= Train Town =

Neighborhood in Omaha, Nebraska, U.S.

Train Town, today called the Credit Foncier Addition, was a suburb of Omaha, Nebraska owned by noted eccentric Union Pacific promoter George Francis Train's company called Credit Foncier of America. The area was 20 blocks by 20 blocks, which was approximately the size of Omaha at the time. It was located from Pierce Street southward to what is now the path of I-80, and from the Missouri River on the west to 20th Street.

==History==
Train bought the tract of land on what was then the southern edge of Omaha, and frequently claimed to own 5000 acre in the city. He eventually brought in prefabricated cottages to help ease the housing shortage in the city.

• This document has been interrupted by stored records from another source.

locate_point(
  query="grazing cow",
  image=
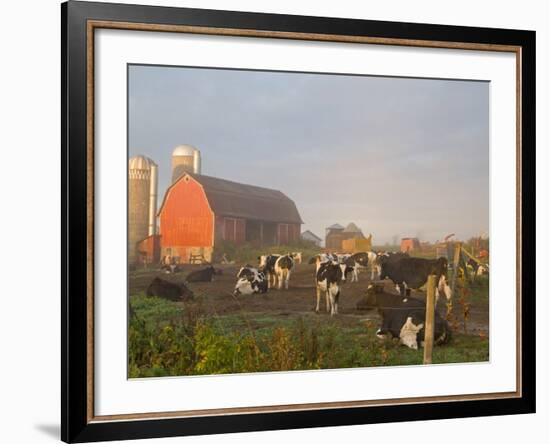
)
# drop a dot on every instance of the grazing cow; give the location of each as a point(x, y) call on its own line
point(297, 256)
point(403, 318)
point(477, 268)
point(169, 290)
point(267, 264)
point(322, 257)
point(255, 282)
point(204, 275)
point(413, 272)
point(247, 271)
point(327, 278)
point(283, 268)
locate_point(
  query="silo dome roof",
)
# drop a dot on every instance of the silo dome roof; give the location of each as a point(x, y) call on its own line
point(184, 150)
point(140, 163)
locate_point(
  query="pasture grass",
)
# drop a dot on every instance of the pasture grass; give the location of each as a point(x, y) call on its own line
point(167, 338)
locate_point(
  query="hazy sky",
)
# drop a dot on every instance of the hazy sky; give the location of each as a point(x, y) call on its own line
point(399, 157)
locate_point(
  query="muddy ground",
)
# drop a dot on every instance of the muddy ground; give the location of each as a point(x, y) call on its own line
point(299, 299)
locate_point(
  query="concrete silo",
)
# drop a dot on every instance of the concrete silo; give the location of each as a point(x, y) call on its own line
point(142, 202)
point(185, 159)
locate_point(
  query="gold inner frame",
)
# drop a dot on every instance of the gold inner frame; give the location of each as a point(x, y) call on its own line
point(97, 24)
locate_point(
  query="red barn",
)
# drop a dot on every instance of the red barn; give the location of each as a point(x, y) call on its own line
point(197, 211)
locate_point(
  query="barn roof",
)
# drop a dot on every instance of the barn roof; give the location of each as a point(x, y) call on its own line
point(227, 198)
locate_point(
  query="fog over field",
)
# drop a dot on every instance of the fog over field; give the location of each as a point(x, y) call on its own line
point(399, 157)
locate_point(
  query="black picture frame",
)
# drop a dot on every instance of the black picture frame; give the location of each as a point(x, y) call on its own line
point(76, 424)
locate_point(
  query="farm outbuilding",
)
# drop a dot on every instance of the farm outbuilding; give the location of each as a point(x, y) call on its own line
point(198, 211)
point(410, 244)
point(309, 236)
point(336, 235)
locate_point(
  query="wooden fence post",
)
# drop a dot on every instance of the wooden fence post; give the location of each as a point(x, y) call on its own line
point(429, 323)
point(456, 260)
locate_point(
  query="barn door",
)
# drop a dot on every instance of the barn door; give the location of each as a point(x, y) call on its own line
point(283, 234)
point(229, 233)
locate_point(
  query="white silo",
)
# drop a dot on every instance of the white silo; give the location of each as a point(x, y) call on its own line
point(185, 159)
point(142, 195)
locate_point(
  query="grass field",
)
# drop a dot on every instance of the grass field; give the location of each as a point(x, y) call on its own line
point(219, 333)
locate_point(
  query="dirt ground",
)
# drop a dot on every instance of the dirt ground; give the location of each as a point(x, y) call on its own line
point(299, 299)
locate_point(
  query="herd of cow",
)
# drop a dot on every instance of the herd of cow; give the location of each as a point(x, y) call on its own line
point(402, 315)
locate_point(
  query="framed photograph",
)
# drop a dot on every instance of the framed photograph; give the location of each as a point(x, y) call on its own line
point(275, 221)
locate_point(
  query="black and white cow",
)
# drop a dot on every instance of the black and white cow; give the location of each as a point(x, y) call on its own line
point(247, 271)
point(283, 268)
point(169, 290)
point(403, 318)
point(413, 272)
point(267, 264)
point(253, 281)
point(204, 275)
point(327, 279)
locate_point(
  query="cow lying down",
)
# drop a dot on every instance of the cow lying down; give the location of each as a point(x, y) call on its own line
point(205, 275)
point(403, 318)
point(169, 290)
point(250, 280)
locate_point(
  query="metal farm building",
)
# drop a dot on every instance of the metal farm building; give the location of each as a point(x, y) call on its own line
point(198, 211)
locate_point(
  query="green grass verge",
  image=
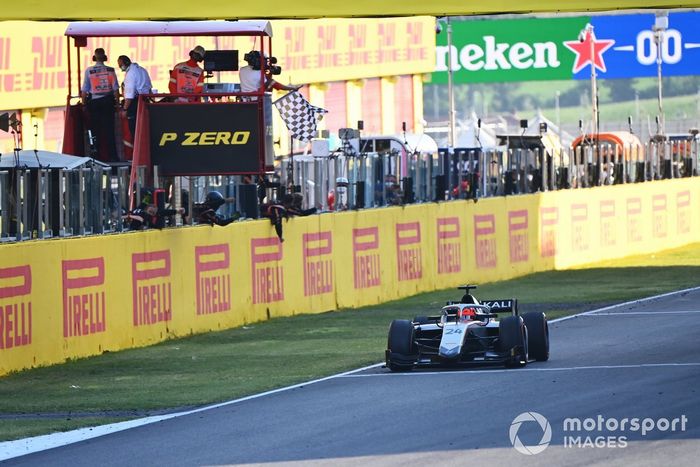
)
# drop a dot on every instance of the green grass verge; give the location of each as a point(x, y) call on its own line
point(228, 364)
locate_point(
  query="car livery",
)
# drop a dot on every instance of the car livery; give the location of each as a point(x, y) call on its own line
point(468, 332)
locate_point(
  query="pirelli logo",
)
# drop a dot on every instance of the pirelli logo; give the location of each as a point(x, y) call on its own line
point(318, 263)
point(366, 265)
point(634, 219)
point(152, 287)
point(549, 220)
point(608, 235)
point(204, 138)
point(213, 288)
point(84, 308)
point(579, 227)
point(683, 208)
point(15, 307)
point(659, 216)
point(518, 237)
point(266, 267)
point(449, 248)
point(408, 251)
point(485, 241)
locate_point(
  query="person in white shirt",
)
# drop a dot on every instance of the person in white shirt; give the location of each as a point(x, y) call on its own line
point(99, 91)
point(136, 81)
point(251, 78)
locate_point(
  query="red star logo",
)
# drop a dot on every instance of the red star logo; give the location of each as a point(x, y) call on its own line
point(589, 51)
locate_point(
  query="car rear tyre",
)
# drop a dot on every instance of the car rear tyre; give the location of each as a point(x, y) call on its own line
point(513, 335)
point(401, 341)
point(538, 335)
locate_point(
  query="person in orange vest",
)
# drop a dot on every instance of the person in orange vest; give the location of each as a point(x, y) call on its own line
point(99, 92)
point(188, 77)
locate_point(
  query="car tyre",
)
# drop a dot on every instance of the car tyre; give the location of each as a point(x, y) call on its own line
point(513, 334)
point(538, 335)
point(401, 341)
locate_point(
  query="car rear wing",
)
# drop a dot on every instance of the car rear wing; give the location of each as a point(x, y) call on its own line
point(509, 305)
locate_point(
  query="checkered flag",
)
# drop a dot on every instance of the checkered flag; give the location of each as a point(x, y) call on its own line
point(299, 116)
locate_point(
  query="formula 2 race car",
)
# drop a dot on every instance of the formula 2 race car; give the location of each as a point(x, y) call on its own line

Train bought the area on the speculation that citizens would want to live near the old Union Pacific depot and the Union Pacific Missouri River Bridge, which was built next to the neighborhood at Train's insistence. There was a public elementary school located at Sixth and Hickory Streets in the community that was named for Train, called "Train Elementary School".

According to journalist and African explorer Henry Morton Stanley, Train made "a small fortune" by selling lots in Train Town. The remaining land was repossessed by creditors in the early 1870s, and today it is located immediately south of Downtown Omaha. The tract is still referred to as the "Credit Foncier Addition." Credit Foncier was Train's company that platted the land in 1867. It still contains a number of original cottages, especially along Woolworth Avenue.